Voice Interface Architecture

Pipeline Flow

User → Microphone → Wake Word Detection → Language Context → ASR → NLP / Intent Parser → Automation Layer → TTS / Feedback → User

Wake Word Detection — Listens for “Pepa, English” → mode = EN or “Pepa, Español” → mode = ES. Can auto-detect, but explicit phrases reduce errors.
Language Context — Stores session variable language_mode = EN/ES, used by all downstream modules.
ASR — Switches model based on language_mode: English Whisper model or Spanish/bilingual Whisper model.
NLP / Intent Parsing — Converts speech to actionable intent.
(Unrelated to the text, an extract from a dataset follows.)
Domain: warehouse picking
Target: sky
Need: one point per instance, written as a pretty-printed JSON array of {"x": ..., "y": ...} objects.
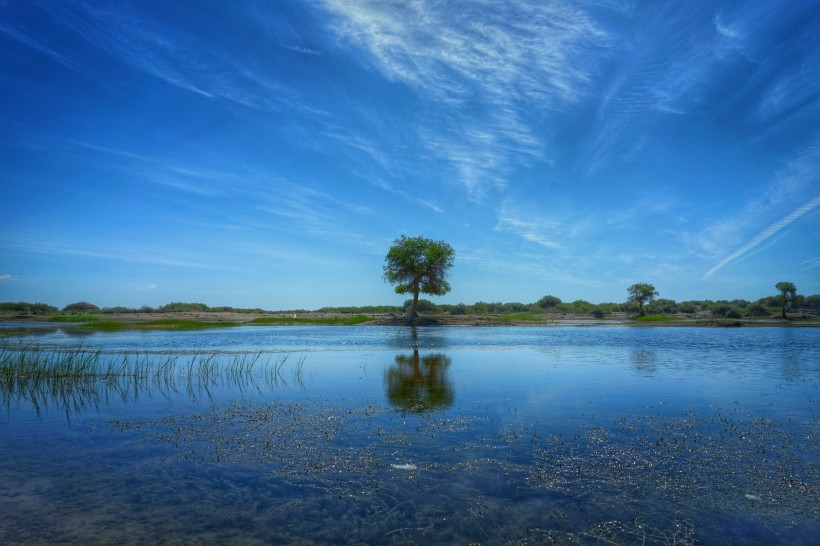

Maps multiple phrasings to the same entity: e.g. “Turn on the hall light” ↔ “Enciende la luz del pasillo”.
Automation Layer — Triggers Home Assistant actions. Device IDs remain language-neutral (e.g. luz_pasillo).
TTS / Feedback — Spoken response in current language mode via Piper. Optional visual display on NSPanel or Magic Mirror.
Session / Timeout — Language mode persists until timeout (60s), explicit switch, or reset command.

Guest mode: “Pepa, Guest” → English-only, simplified commands, confirmation prompts.
Care mode: “Pepa, Care” → slower speech, extra confirmations.
Speaker-aware: ASR + speaker ID remembers preferred language per person.